While all the old favourites are here – Daisy Makeig-Jones and her dazzling lustreware “In Fairyland All Things Are Possible”, Clarice Cliff, Susie Cooper, Eric Ravilious, Keith Murray and Jessie Tait, and one or two perhaps not so well known, like John Clappison of Hornsea Pottery and Eric Slater for Shelley, a number of important names are absent from this rollcall of ceramics designers who broke the mould.

Not in is Sally Tuffin and also for Poole there is no mention of the remarkable and collected designs of Janice Tchalenko and Anita Harris, though Tony Morris is here. Perhaps most startlingly of all is the omission of Enid Seeney, who for Ridgway Potteries in 1955 created the best known design of the 1950s, an icon of its period, the Homemaker tableware range, with its whizzy black
and white design of spindly plantstands, boomerang-shaped tables and Robin Day’s famous reclining armchair.

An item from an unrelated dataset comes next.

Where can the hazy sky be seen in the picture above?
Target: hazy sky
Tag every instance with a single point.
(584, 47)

Not in is Michael Hunt of the top ceramic designer firm, the Queensberry Hunt Partnership, Roger Michelle and his innovative 1970s walking teapot and saucer, Judith Onions and her 1960s reawakening of Cornishware, the Caiger-Smiths. Absent is Albert Hallam and his 1950s gravity-defying range of wavy-edged, tripod-footed asymmetrical bowls and vases for Beswick, the most famous design for which was the hand-painted zebra-striped pattern designed by Jim Hayward – not in – and inspired by the great Jessie Tait’s more restrained Zambezi design for Midwinter.

The author of Susie Cooper Ceramics – A Collector’s Guide and a big Cooper fan, Andrew Casey’s book seems to have a very narrow focus on his chosen 20th century designers about whom much is already known. One feels these designers are his own personal favourites. With not one born after 1937, new-name important young designers of the late 20th century whose contemporary work is now sought by the sharply design-conscious – take a look at Nick Munro’s classic 2001 collection for Wedgwood – don’t get a look-in.

An opportunity missed, I feel, but nevertheless a good all-in-one reference source on some of the 20th century’s most famous ceramic designers.